Riddick’s experience is virtually non-existent (though he did land in the end zone once on 13 touches). He’s coming into his second season, and though he hasn’t had opportunity to impress in live-action on offense, he’s certainly raising eyebrows and expectations in Detroit during training camp (and his hard work on special teams has proven commitment to the coaching staff). Backup QB Dan Orlovsky commented to the Ross Tucker Podcast that, “[he] could be the Lions’ version of Darren Sproles.”
Of course that comparison is no surprise, as their new offensive coordinator, who had experience in New Orleans, had much success giving passes to their running backs. He’ll get the opportunity, as a more run-and-by-committee should be implemented this season. But what about the talent? He certainly has that, even his superior in Bell admits that, saying that he believes Riddick will be a Pro Bowl player and “one of the best running backs in the league.”
That could all be smoke and mirrors, trying to get fans hyped up and defenses looking to diverge on multiple players. But Riddick was a proven talent at Notre Dame and has experience as a pass-catcher, much like he’s anticipated to be this season. For two seasons he lined up in the slot for the Fighting Irish, and then made the move back to running back for his senior season and almost amassed 1,000 yards while splitting carries. He also possesses great finesse and speed fueled by a great tenacity to get the extra yard on each touch. He may not have blazing speed, but neither does Bell, and no one expected a lot out of him — an undrafted free agent in 2010.
We really can’t know how much opportunity any of the Lions’ running backs will have this season with the new system. However, we do know that they’ll all get a fair slice of the cake, and a majority of that will come from the passing game. I’d anticipate Riddick to amass about 55 catches opposed to 35 carries this season. That may be an over-estimated figure, but when the offensive coordinator states he’ll receive “eight catches a game,” my prediction is quite low-balling it. Remember, most Saints third string running backs took on about 90 touches a season as well.
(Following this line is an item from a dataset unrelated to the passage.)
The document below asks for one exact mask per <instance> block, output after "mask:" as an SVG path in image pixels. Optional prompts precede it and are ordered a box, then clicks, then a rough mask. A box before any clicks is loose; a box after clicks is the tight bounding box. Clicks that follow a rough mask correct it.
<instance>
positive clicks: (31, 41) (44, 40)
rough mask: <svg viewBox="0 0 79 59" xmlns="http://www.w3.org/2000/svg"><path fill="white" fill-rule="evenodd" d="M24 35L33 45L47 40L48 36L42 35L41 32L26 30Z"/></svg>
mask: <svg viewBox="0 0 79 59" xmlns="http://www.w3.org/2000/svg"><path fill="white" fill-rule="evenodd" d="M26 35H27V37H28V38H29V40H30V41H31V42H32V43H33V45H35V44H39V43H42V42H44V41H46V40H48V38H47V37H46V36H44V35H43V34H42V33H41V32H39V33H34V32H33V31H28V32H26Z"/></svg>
To cut to the chase though, Riddick’s fantasy value should land somewhere around 100 points. While that’s not an overly impressive figure for a fantasy starter, it certainly is a great value for a player who is going virtually undrafted. Plus, his value could increase to that of Bell from last season, assuming one of the two back in front of him should land injured this season. There’s incredible upside to him, and as a last round pick, there’s certainly no reason not to draft him — he won’t devalue your team, only raise it.